C++ ★ 8.5k updated 11d ago

Easy to use device for connecting "old" measuring units (water, power, gas, ...) to the digital world

Firmware for a cheap ESP32-CAM board that photographs your home utility meters, uses on-device AI to read the digits, and sends the readings to Home Assistant, MQTT, or InfluxDB over Wi-Fi, no cloud required.

C++TensorFlow LiteESP32MQTTInfluxDBsetup: hardcomplexity 4/5

This project lets you read your home's physical utility meters, such as water, gas, and electricity meters, automatically using a cheap camera-equipped microcontroller. The idea is to attach a small device near the meter's display, take photos of it at regular intervals, and use image recognition software running directly on the device to extract the numeric reading. That reading is then sent over your home network to other software so you can track consumption over time.
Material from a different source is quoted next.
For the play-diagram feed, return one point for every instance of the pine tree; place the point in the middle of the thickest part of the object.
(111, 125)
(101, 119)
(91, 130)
The hardware involved is an ESP32-CAM, a small circuit board roughly the size of a postage stamp that costs under ten euros and includes a Wi-Fi chip, a microcontroller, and a camera. The software running on it uses TensorFlow Lite, a version of Google's machine learning library designed for low-power devices, to recognize the digits on the meter face. The device handles all image processing locally without sending photos to any cloud service.

Once the device reads a meter value, it can deliver that number in several ways: via MQTT (a standard messaging protocol used in home automation), to an InfluxDB time-series database for logging, or through a REST API that other software can query. There is also built-in integration with Home Assistant, a popular open-source home automation platform.

Setup involves flashing firmware to the ESP32 board (using a browser-based installer or a command-line tool), preparing a micro SD card with configuration files, and mounting the device near the meter. A web interface running on the device lets you configure which part of the meter image to read and monitor what the AI is recognizing. Firmware updates can be done wirelessly after initial setup.

The README includes links to 3D-printable housings for water, power, and gas meters, along with YouTube tutorials from community members who have installed it. Full documentation is hosted separately on a dedicated documentation site.